-
Bug
-
Resolution: Fixed
-
Major
-
None
-
Security Level: Public (Visbile by non-authn users.)
-
None
This ticket duplicates https://savannah.cern.ch/bugs/?101108 and refers to https://ggus.eu/ws/ticket_info.php?ticket=92492
The fix concerns:
1) After configuring with yaim, many tomcat6 errors are logged in catalina.out:
java.lang.IllegalArgumentException: Document base /usr/share/tomcat6/webapps/ce-cream-es does not exist
SEVERE: A web application appears to have started a thread named [Timer-4] but has failed to stop it. This is very likely to create a memory leak.
SEVERE: A web application created a ThreadLocal with key of type [null] (value [org.apache.axiom.util.UIDGenerator$1@4a88e4c0]) and a value of type [long[]] (value [[J@24edb15c]) but failed to remove it when the web application was stopped. To prevent a memory leak, the ThreadLocal has been forcibly removed.
After a while the ce starts swapping and runs out of health.
WORKAROUND:
rm -f /usr/share/tomcat6/conf/Catalina/localhost/ce-cream-es.xml
/etc/init.d/tomcat6 stop && /etc/init.d/glite-ce-blah-parser stop && sleep 3 && /etc/init.d/glite-ce-blah-parser start && /etc/init.d/tomcat6 start
SOLUTION: Have this fixed in the next update
2) [root@ce01-lcg ~]# cat /etc/glite-ce-cream/log4j.properties | egrep 'MaxFileSize|MaxBackupIndex'
log4j.appender.fileout.MaxFileSize=1000KB
log4j.appender.fileout.MaxBackupIndex=20
These are too little in a production environment.
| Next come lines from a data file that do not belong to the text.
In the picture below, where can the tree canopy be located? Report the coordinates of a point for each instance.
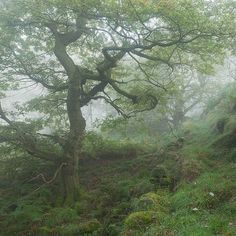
(79, 51)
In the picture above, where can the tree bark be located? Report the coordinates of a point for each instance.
(72, 149)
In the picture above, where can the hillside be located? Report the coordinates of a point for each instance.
(183, 187)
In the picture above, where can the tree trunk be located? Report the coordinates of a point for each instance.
(72, 149)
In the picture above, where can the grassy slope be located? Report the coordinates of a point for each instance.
(118, 197)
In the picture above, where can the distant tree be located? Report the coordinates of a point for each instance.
(78, 51)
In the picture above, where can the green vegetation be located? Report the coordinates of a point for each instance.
(121, 197)
(163, 163)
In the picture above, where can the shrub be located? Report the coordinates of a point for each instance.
(140, 220)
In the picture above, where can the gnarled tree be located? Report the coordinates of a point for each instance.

An entire job lifecycle doesnt fit in 20MB of logs. furthermore, any run of yaim restores the too little values.
WORKAROUND:
modify /etc/glite-ce-cream/log4j.properties :
log4j.appender.fileout.MaxFileSize=10M
chattr +i /etc/glite-ce-cream/log4j.properties
SOLUTION: Have this fixed in the next update
3) After configuring with yaim, services are up, but the ce remains unresponsive:
[sdalpra@ui01-ad32 ~]$ glite-ce-job-submit -a -r ce01-lcg.cr.cnaf.infn.it:8443/cream-lsf-dteam my.jdl
2013-03-14 14:41:23,596 FATAL - Received NULL fault; the error is due to another cause: FaultString=[connection error] - FaultCode=[SOAP-ENV:Client] - FaultSubCode=[SOAP-ENV:Client] - FaultDetail=[Connection timed out]
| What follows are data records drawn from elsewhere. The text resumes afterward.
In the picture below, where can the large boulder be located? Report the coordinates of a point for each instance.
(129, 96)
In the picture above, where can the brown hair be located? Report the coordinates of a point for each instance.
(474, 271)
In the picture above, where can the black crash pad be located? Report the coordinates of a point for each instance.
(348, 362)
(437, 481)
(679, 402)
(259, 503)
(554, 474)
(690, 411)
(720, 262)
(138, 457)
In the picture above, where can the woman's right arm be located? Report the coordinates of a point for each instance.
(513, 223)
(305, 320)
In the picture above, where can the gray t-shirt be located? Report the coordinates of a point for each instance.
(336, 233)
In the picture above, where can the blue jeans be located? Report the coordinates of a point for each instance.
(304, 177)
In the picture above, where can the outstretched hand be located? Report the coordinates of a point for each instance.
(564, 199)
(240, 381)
[sdalpra@ui01-ad32 ~]$ glite-ce-job-submit -a -r ce01-lcg.cr.cnaf.infn.it:8443/cream-lsf-dteam my.jdl
2013-03-14 14:43:10,813 FATAL - Received NULL fault; the error is due to another cause: FaultString=[connection error] - FaultCode=[SOAP-ENV:Client] - FaultSubCode=[SOAP-ENV:Client] - FaultDetail=[Connection timed out]
Tomcat is actually in a ill state:
[root@ce01-lcg ~]# service tomcat6 status
tomcat6 (pid 20389) is running... [ OK ]
[root@ce01-lcg ~]# service tomcat6 stop
Stopping tomcat6: [FAILED]
WORKAROUND:
service glite-ce-blah-parser stop
service tomcat6 stop && service glite-ce-blah-parser stop && sleep 3 && service glite-ce-blah-parser start && service tomcat6 start
Then it works:
[sdalpra@ui01-ad32 ~]$ glite-ce-job-submit -a -r ce01-lcg.cr.cnaf.infn.it:8443/cream-lsf-dteam my.jdl
https://ce01-lcg.cr.cnaf.infn.it:84...
SOLUTION: Have this fixed in the next update